From the Back Cover
Language in Social Life Series
Christopher N. Candlin, Chair Professor of Applied Linguistics, Centre for English Language Education and Communication Research, Department of English, City University of Hong Kong, Hong Kong
Language in Social Life is a major series which highlights the importance of language to an understanding of issues of social and professional concern. It will be of practical relevance to all those wanting to understand how the ways we communicate both influence and are influenced by the structures and forces of contemporary social institutions.

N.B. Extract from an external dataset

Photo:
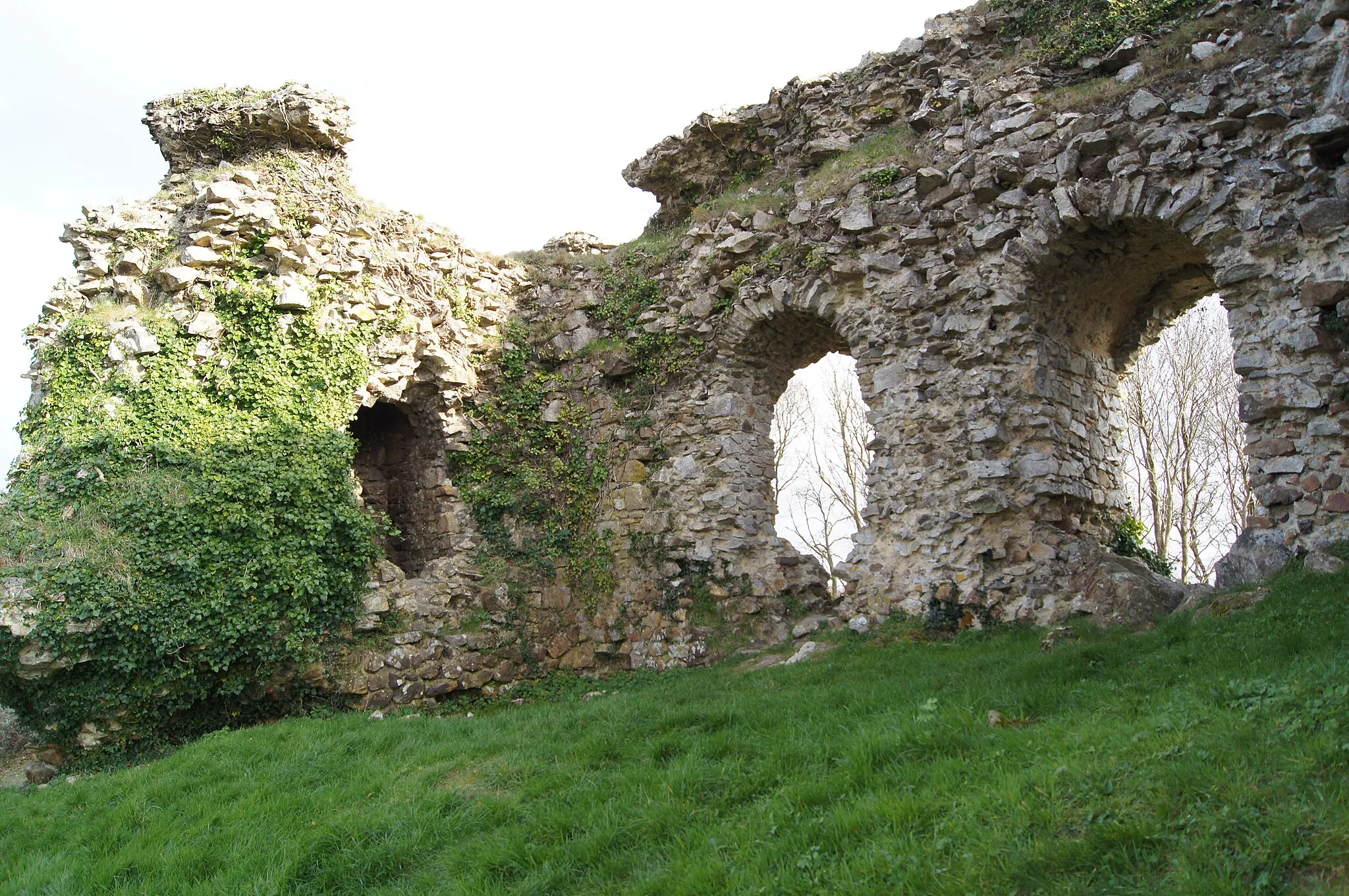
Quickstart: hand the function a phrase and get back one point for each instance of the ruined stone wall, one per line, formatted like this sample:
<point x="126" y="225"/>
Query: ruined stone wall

Under what conditions do language learners speak? How is a learner's changing identity related to the process of language learning? How can language teachers address the complex histories of language learners? These are the questions that are central to Identity and Language Learning- Gender, Ethnicity and Educational Change
Drawing on a longitudinal case study of immigrant women in Canada, Bonny Norton suggests that second language acquisition theory has not adequately formulated a conception of identity that integrates the language learner and the language learning context. Such theory, in particular, has not given sufficient attention to relations of power between language learners and target language speakers. She suggests that a poststructuralist conception of identity as multiple, a site of struggle, and subject to change is an important contribution to the field of language learning and teaching. Further, she argues for a conception of investment to capture the complex and sometimes ambivalent relationship of language learners to the target language.
Integrating research, theory, and classroom practice, this book will be of interest to students, teachers, and researchers in the fields of second language learning and teaching, TESOL, applied linguistics and language planning.
Bonny Norton is Assistant Professor in the Department of Language and Literacy Education of the University of British Columbia, Canada.